A recorrida A., Lda. reclamou para a conferência da decisão sumária, invocando, em conclusão, que esta viola o artigo 6.º, n.º 1 (direito a um processo equitativo), e 14.º (proibição da discriminação) da Convenção Europeia dos Direitos do Homem e os artigos 8.º, 13.º e 20.º da CRP, pois que, na leitura jurisprudencial do Tribunal Europeu dos Direitos do Homem, tais normas convencionais aplicam-se a pessoas singulares e colectivas, pelo que idêntico alcance interpretativo devem ter as normas constitucionais que consagram idênticos direitos e princípios, atento o primado da Convenção sobre o direito nacional e sua aplicabilidade directa.
O Ministério Pública pugna, em resposta, pela manutenção do julgado pois que nada se invocou em fundamento da reclamação que comprometa a bondade do juízo de não inconstitucionalidade nele formulado.

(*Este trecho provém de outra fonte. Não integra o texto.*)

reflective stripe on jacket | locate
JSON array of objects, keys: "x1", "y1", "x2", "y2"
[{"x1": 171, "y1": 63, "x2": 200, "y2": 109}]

2. Cumpre apreciar e decidir.
As invocadas normas dos artigos 6.º e 14.º da Convenção Europeia consagram, respectivamente, o direito a um processo equitativo e o princípio da proibição de discriminação, nos seguintes termos:
«Artigo 6.º
(…)
Qualquer pessoa tem direito a que a sua causa seja examinada, equitativa e publicamente, num prazo razoável por um tribunal independente e imparcial, estabelecido pela lei, o qual decidirá, quer sobre a determinação dos seus direitos e obrigações de carácter civil, quer sobre o fundamento de qualquer acusação em matéria penal dirigida contra ela. O julgamento deve ser público, mas o acesso à sala de audiências pode ser proibido à imprensa ou ao público durante a totalidade ou parte do processo, quando a bem da moralidade, da ordem pública ou da segurança nacional numa sociedade democrática, quando os interesses de menores ou a protecção da vida privada das partes no processo o exigirem, ou, na medida julgada estritamente necessária pelo tribunal, quando, em circunstâncias especiais, a publicidade pudesse ser prejudicial para os interesses da justiça.»
Artigo 14.º
(…)
O gozo dos direitos e liberdades reconhecidos na presente Convenção deve ser assegurada sem quaisquer distinções, tais como as fundadas no sexo, raça, cor, língua, religião, opiniões políticas ou outras, a origem nacional ou social, a pertença a uma minoria nacional, a riqueza, o nascimento ou qualquer outra situação».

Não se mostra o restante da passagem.